With a Queensland election due in the next 12 months and the usual journalistic speculation about an early election, the LNP will soon be faced with the decision of whether to formalise its coalition with the ONP. At a minimum, that would mean an exchange of preferences. But, given that the LNP doesn’t look like winning a majority in its own right it will be difficult to avoid the question of a possible coalition government. I’ll offer the LNP the unsolicited advice that it would be better, both morally and in terms of long-term self-interest to lose honorably than to win with Hanson.
Obviously, Hanson is in the ascendant right now, a fact that has apparently been recognised with an invitation to Donald Trump’s inauguration (fact-check on this welcome). In Queensland, the issue has been sharpened by the recent defection to One Nation of LNP member Steve Dickson. Looking at the 2015 results for his electorate, I’d say that it’s quite likely that LNP preferences will end up deciding the outcome in the next election (that is, after Green preferences, the LNP will be behind both Labor and Dickson). This may be true in some Labor held seats also.
In these circumstances, the temptation to formalise the existing nod-and-wink deal will be great. But, there are some very big costs. Hanson draws on much the same electoral base as Palmer and Katter (and her own 1990s voters), and there is quite a bit of overlap in rhetoric. But, unlike Palmer and Katter, Hanson is an overt racist. That’s why the preference deals made in the 1998 election, over the objections of then-leader Rob Borbidge, were such a disaster. Another deal will cement the view of the LNP as being willing to chase the racist vote whenever it can see a momentary advantage in doing so. And this time, the federal Liberal and National parties, which steered clear of Hanson last time around, are equally implicated.

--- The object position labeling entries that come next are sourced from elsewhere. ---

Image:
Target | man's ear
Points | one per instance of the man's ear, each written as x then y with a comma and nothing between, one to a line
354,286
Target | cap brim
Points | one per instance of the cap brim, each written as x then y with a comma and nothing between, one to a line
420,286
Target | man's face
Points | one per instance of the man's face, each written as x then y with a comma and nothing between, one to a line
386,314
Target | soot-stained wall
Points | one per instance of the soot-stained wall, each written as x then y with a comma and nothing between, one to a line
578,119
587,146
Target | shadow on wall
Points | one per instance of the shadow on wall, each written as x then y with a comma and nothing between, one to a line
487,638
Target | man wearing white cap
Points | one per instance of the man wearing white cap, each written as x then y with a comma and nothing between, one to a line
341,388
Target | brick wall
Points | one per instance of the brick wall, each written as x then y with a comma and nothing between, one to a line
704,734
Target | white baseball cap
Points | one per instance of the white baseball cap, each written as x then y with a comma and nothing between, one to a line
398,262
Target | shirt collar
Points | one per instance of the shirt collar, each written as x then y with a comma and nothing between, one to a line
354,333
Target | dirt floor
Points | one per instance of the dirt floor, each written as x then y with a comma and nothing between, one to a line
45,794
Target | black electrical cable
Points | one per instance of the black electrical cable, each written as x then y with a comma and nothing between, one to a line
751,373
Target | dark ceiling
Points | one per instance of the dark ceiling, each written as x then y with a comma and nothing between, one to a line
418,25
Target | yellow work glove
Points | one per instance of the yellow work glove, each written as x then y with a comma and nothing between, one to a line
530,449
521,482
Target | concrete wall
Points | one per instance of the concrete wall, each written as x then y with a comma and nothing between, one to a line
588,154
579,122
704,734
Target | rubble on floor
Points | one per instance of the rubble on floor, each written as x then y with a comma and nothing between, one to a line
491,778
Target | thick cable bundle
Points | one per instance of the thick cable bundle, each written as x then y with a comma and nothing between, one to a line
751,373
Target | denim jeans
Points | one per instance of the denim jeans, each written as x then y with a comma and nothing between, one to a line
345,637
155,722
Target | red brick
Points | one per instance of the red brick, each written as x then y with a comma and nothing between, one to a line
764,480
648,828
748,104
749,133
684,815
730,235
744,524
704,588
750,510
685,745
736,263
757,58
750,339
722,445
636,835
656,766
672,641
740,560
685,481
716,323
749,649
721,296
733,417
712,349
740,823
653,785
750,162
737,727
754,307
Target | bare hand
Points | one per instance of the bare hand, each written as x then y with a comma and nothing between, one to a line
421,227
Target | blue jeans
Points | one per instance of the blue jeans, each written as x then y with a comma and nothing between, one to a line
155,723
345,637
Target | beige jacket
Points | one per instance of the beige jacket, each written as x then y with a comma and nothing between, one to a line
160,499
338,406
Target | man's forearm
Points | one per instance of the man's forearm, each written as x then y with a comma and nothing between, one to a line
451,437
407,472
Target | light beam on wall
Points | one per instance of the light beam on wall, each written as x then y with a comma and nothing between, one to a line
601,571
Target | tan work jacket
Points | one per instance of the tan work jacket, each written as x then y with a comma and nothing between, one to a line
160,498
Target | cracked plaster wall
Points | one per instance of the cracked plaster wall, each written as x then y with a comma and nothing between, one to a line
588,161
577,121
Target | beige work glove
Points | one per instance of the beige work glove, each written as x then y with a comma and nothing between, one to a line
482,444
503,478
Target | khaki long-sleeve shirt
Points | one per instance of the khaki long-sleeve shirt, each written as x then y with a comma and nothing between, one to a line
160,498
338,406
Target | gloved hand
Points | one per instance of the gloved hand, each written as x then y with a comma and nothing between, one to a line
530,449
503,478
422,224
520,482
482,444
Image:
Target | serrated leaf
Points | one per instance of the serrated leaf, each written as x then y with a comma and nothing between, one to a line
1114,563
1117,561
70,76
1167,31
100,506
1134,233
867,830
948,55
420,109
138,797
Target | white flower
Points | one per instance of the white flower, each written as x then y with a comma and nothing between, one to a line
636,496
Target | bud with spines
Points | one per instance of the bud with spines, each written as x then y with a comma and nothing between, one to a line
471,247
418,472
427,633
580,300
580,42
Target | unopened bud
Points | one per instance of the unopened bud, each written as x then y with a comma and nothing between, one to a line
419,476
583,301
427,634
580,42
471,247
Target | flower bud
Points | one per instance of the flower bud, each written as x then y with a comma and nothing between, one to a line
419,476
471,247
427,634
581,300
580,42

Of course, if you think as does William Bowe (Pollbludger) at Crikey, that it’s entirely clear that Hansonism is a more potent and enduring force than Katterism or Palmerism, it might be argued that the LNP has no alternative. Indeed,rightwing parties everywhere are facing this dilemma and most of them have chosen an alliance with (or, in the case of Trump) surrender to racism, rather than accept electoral defeat.

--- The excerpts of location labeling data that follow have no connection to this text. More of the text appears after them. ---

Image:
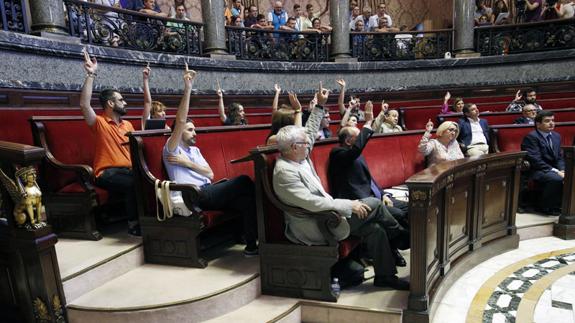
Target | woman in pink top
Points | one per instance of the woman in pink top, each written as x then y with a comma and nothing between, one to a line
444,147
455,108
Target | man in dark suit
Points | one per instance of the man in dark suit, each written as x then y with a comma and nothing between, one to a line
473,132
350,178
547,167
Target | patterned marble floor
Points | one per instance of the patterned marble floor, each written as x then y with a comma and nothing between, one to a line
534,283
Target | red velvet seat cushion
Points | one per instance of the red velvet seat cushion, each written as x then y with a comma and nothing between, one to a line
101,194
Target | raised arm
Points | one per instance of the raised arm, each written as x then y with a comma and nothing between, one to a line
147,95
221,108
182,114
90,66
275,103
341,98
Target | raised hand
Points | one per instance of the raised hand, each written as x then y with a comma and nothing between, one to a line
518,95
368,111
322,94
429,126
146,72
90,65
219,89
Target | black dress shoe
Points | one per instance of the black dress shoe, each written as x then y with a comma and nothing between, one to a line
399,260
391,281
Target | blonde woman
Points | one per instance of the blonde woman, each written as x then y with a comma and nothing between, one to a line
444,147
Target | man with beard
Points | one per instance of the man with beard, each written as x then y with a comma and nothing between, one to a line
112,163
527,96
185,165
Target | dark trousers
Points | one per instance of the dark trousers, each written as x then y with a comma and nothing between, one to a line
119,181
552,185
377,231
236,195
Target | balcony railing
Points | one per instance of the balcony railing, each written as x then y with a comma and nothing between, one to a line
373,46
13,16
528,37
258,44
106,26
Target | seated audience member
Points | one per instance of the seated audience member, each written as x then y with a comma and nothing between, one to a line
354,103
277,16
152,109
317,26
482,10
381,13
445,147
457,106
112,162
547,167
185,165
529,112
527,96
500,14
297,184
252,17
387,120
473,132
286,115
236,115
150,8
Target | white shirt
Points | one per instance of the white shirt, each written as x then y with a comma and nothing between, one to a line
477,136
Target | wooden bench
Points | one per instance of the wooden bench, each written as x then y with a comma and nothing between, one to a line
292,270
177,241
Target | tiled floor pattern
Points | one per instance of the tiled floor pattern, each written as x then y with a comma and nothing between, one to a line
532,279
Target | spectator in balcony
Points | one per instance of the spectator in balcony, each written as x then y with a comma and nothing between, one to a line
529,112
284,116
152,109
473,132
500,13
151,9
355,16
317,26
482,10
252,17
527,96
112,161
457,106
381,13
567,9
235,116
546,164
444,147
533,10
277,16
363,218
387,120
185,165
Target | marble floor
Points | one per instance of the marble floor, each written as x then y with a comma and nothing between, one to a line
534,283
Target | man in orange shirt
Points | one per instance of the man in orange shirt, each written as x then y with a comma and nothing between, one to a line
112,163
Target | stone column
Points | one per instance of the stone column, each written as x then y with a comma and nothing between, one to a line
463,21
214,27
339,17
47,16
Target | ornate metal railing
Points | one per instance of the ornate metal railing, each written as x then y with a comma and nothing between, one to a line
373,46
528,37
13,16
258,44
107,26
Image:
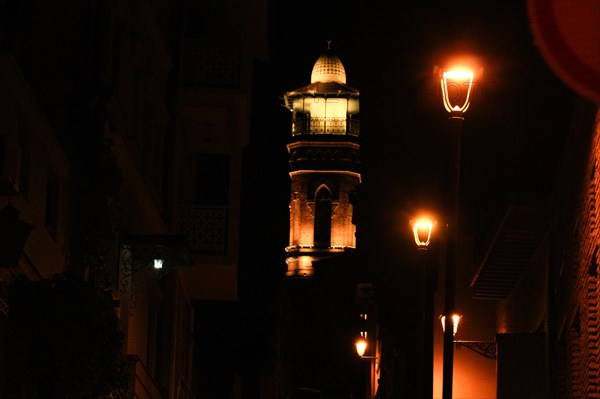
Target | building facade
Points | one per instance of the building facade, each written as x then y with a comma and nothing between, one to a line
123,126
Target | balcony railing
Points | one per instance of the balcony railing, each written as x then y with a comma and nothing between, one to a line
312,125
205,227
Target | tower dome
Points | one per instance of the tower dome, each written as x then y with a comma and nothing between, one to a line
328,68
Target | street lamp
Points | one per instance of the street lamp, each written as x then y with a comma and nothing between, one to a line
422,228
455,320
457,83
484,348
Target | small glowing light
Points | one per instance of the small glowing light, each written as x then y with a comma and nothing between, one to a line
455,320
158,263
361,344
422,229
457,87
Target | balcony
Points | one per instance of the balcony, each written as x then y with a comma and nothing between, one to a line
205,228
312,125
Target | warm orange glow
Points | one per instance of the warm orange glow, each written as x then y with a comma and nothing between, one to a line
361,345
422,229
455,321
457,87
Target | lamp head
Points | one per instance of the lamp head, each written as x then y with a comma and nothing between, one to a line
422,228
361,345
455,318
458,81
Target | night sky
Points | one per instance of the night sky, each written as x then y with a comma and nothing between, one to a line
513,132
511,141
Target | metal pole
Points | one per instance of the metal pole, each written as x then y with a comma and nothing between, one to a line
452,258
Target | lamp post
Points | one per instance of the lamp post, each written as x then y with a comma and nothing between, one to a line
422,228
457,89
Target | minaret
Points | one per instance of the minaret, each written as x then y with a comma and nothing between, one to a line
324,162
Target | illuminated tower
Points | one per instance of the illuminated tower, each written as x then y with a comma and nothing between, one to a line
324,163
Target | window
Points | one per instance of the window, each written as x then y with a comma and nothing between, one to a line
52,203
322,217
211,179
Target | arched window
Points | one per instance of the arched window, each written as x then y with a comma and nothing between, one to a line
323,217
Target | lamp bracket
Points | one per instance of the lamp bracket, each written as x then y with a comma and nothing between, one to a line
484,348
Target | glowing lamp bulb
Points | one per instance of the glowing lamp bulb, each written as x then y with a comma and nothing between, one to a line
361,346
457,88
422,229
455,320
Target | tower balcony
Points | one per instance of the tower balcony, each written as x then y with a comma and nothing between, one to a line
325,125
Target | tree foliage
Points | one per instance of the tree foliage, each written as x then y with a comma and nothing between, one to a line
63,340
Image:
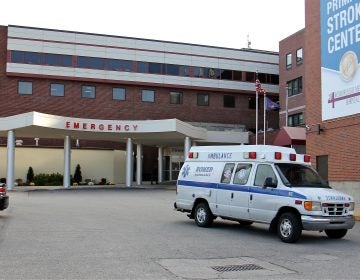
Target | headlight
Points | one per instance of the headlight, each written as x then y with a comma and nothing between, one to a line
312,205
351,206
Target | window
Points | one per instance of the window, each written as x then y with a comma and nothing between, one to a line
90,62
299,56
237,75
250,76
25,87
227,172
57,90
175,97
155,68
119,65
147,95
263,172
119,94
17,57
296,119
242,174
295,86
252,103
88,92
184,71
203,99
226,75
58,60
288,61
172,69
229,101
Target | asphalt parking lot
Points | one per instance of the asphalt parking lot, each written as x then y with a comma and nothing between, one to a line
124,233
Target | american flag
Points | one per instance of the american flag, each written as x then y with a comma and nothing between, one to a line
258,86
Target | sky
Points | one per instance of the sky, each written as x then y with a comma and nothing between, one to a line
225,23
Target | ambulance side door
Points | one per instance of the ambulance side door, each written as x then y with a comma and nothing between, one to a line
264,194
223,193
240,193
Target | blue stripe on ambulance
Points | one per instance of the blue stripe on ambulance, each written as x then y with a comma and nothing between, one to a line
242,188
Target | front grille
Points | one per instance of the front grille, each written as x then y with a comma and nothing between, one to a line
334,209
243,267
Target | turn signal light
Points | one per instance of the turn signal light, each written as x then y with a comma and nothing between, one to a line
293,157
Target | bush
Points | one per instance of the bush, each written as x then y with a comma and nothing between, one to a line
77,175
30,175
54,179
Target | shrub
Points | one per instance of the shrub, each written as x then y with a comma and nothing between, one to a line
54,179
77,174
30,175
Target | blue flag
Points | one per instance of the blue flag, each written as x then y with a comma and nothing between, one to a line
271,105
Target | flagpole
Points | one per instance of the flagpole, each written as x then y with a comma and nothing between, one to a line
264,117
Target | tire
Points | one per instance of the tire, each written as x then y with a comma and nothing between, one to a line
289,227
203,216
336,233
245,223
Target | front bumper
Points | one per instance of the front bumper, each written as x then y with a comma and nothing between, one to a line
4,202
323,223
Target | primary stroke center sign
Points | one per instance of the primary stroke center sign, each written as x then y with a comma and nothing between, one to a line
340,54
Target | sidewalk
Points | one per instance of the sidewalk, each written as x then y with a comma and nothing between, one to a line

But the evidence suggests that the usually-sharp Pollbludger has called this one wrong. Scarcely a week has gone by without one of Hanson’s MPs or candidates making the headlines for all the wrong reasons, often leading to a hasty withdrawal of endorsement. And, in a repetition of the last go-around, Hanson has already alienated her core supporters, relying instead on dubious political operators who’ve made the Liberal party to hot to hold them. Last time it was David Oldfield, who got a cushy seat in the NSW Upper House for his trouble. Now it’s James Ashby (and, I guess, Dickson).

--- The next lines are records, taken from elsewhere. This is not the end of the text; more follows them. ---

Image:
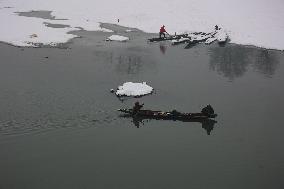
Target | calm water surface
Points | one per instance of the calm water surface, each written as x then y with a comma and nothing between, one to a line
59,127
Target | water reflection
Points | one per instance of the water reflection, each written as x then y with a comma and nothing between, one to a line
207,124
131,64
233,61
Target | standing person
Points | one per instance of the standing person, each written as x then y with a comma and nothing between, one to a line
162,31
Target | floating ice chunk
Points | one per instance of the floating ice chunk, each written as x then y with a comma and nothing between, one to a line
117,38
134,89
210,40
221,36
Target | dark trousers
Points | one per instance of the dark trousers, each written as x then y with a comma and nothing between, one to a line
162,33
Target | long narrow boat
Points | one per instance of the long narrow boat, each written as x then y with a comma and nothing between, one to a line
205,119
170,115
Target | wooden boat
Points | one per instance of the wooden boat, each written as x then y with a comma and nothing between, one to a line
170,115
173,37
205,120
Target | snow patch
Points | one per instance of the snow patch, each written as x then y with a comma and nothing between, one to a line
249,22
117,38
134,89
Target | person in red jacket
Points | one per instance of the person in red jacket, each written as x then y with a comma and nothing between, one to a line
162,31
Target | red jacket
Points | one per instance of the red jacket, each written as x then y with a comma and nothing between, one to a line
162,29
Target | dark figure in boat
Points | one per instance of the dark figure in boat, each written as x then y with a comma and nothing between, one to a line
162,31
207,110
137,107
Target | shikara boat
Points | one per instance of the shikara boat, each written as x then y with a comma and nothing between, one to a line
170,115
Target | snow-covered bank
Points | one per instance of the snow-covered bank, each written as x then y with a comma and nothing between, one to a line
249,22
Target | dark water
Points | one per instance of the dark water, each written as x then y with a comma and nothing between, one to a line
59,127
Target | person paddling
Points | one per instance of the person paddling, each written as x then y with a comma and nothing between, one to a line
163,31
137,107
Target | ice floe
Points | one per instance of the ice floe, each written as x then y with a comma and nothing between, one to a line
117,38
134,89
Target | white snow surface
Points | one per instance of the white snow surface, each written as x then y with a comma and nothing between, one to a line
134,89
117,38
249,22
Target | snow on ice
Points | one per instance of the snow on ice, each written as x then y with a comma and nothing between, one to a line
134,89
249,22
117,38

Given all this, I don’t see any reason for Hanson’s second go to last any longer than her first, or than Palmer’s. Rather, I think we’ll see the same history of defections and splits playing out in short order. Even if an LNP-ONP government were to secure a majority in Queensland, victory would be a poisoned chalice with a promise of years or decades in opposition to foolwo
I don’t know whether this analysis extends to the various demagogic parties of the right that have emerged in recent years. They mostly depend pretty heavily on individual leaders who are virtually certain, in the circumstances, to be pretty dubious characters. The general track record of such individual vehicles has been one where early success (if it happens) is followed in relatively short order by ignominious collapse. I hope the same is true this time around.